I'm a student @ Pathways and its a nice school with some great advantages. Some of the things that separate Pathways from public schools are its community involvement, SI rooms (rooms with beds) and lack of bullies.
I currently attend this school. I am 17 years old and have been attending for a wile now, although much of the staff is responsible they are very afraid of discipline. This is where the problems generally start... If a student informs a teacher of an issue hes having they are supposed to inform the principle or a counselor, That being said no teacher wants to report something that could get them or a co worker in trouble. If a student asks to speak to the principle or a counselor themselves the teacher will, without even checking, tell you that they are unavailable. Despite all these things it is a great school for a child who for whatever reason, may not need the educational part of the program. the teachers are very good at dodging subjects that upset students, this also becomes a problem, If a student wants to get a full valuable education they cant. This is because the teachers don't in any way promote participation, If a student wants to leave class there are no questions asked they just leave. I have never heard of such a lack of respect for education. If your considering having your child attend then you should consider does s/he need a content based education or emotional?

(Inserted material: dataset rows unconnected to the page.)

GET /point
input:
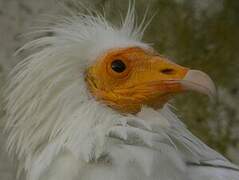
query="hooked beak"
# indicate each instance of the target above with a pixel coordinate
(199, 81)
(174, 78)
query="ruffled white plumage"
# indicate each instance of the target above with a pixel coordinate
(57, 130)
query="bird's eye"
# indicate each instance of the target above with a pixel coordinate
(118, 66)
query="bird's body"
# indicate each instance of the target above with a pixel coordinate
(66, 119)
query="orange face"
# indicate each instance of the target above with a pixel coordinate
(125, 79)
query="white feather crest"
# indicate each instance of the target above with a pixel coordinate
(47, 91)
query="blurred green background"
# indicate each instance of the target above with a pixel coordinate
(201, 34)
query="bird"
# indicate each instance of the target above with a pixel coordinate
(91, 101)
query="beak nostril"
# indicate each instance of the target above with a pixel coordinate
(167, 71)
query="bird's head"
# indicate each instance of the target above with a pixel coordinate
(128, 78)
(81, 74)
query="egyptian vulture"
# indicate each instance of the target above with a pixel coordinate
(90, 102)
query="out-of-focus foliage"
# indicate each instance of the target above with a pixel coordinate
(202, 35)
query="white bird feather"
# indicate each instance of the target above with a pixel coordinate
(58, 131)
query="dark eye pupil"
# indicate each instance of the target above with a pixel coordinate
(118, 65)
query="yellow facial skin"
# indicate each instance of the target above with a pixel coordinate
(145, 79)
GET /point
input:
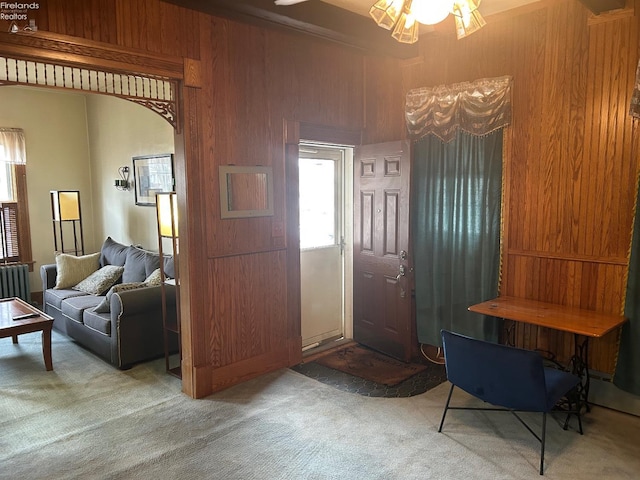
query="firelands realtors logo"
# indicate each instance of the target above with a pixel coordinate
(16, 12)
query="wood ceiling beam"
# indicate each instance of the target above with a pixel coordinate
(600, 6)
(312, 18)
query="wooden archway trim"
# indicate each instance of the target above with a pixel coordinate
(80, 52)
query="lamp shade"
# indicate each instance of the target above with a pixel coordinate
(65, 205)
(386, 12)
(467, 17)
(406, 30)
(167, 207)
(430, 12)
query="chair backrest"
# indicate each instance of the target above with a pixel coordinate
(501, 375)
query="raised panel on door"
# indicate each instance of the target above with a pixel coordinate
(382, 297)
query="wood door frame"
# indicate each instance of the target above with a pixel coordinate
(78, 52)
(294, 132)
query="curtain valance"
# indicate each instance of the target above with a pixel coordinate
(479, 108)
(13, 144)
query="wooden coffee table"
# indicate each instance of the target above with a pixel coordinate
(18, 317)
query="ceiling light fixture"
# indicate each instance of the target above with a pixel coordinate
(403, 16)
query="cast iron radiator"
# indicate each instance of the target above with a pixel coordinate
(14, 282)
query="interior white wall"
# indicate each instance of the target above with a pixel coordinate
(119, 130)
(57, 159)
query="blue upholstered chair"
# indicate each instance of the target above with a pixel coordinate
(511, 379)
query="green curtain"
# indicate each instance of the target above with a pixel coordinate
(456, 204)
(627, 374)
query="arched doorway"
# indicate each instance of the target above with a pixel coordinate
(155, 82)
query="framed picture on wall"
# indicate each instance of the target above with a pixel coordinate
(152, 174)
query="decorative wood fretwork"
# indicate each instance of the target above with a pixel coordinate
(156, 93)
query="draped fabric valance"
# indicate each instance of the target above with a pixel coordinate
(479, 108)
(13, 145)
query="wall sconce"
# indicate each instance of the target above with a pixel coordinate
(65, 210)
(123, 183)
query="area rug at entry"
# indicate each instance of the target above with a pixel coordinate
(365, 363)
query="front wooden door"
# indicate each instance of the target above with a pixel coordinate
(382, 270)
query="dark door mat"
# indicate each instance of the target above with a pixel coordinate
(370, 365)
(428, 377)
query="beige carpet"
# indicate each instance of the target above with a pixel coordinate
(87, 420)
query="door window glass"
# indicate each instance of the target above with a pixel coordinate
(317, 203)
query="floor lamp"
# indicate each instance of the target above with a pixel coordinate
(65, 210)
(167, 212)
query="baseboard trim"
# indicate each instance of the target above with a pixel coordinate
(604, 393)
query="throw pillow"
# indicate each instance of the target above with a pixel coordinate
(105, 305)
(154, 280)
(71, 270)
(113, 253)
(134, 267)
(100, 281)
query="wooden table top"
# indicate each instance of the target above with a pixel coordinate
(14, 307)
(550, 315)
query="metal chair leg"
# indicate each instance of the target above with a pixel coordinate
(446, 407)
(544, 433)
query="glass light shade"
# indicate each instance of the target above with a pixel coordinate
(386, 12)
(406, 30)
(167, 207)
(467, 17)
(430, 12)
(66, 205)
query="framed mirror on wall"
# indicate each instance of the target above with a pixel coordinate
(246, 191)
(152, 174)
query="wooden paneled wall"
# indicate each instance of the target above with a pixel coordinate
(571, 157)
(239, 315)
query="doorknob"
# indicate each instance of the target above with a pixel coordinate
(403, 272)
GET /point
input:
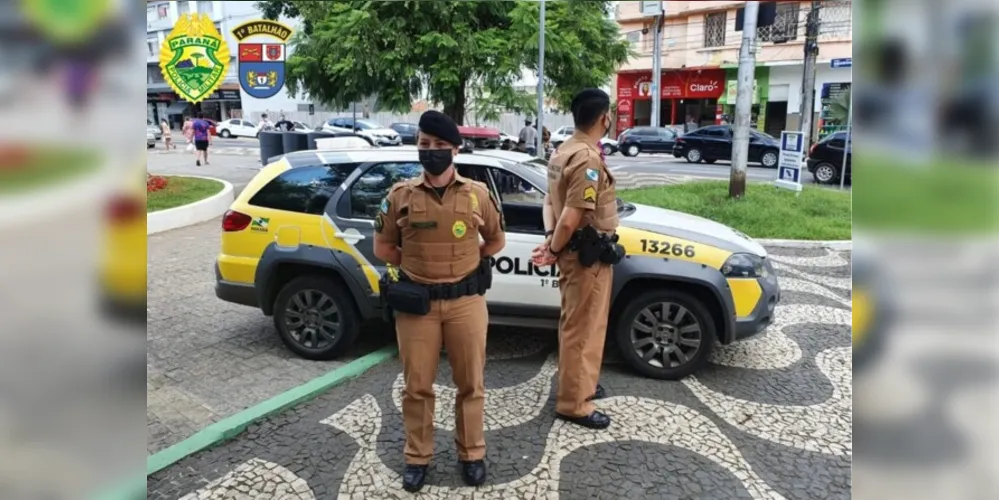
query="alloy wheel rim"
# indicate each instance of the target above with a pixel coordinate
(312, 319)
(666, 335)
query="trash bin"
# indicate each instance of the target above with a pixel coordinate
(271, 145)
(294, 141)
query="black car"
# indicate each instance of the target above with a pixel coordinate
(646, 140)
(407, 131)
(714, 142)
(825, 159)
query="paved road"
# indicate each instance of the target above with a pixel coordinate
(769, 418)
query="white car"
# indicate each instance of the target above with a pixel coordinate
(378, 134)
(608, 145)
(236, 127)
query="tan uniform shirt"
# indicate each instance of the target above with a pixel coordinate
(439, 235)
(579, 178)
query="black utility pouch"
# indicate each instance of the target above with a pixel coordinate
(408, 297)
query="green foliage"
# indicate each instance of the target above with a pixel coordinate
(465, 54)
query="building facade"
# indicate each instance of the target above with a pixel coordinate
(700, 54)
(229, 101)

I am a current student at CNS/Pathways. It is a good program, with great support from the social worker, team leaders, and other staff. Here's the contact info for the Admissions Director: Faraz M. Sabet 115 Mill St, East House 1 Belmont, MA, 02478 Phone: 617-855-3626 Fax: 617-855-2833 Email: firstname.lastname@example.org
We came to Arlington via a disastrous experience at Beacon HS. At Arlington they clearly understand what is like to have a psychiatric illness and they are very supportive to the child and the family around anything relating to the child's condition. Beacon was not so supportive. The academics have been good. They do a good job of keeping the standards high and the work rigorous without putting these kids under unnecessary pressure which can potentially trigger them.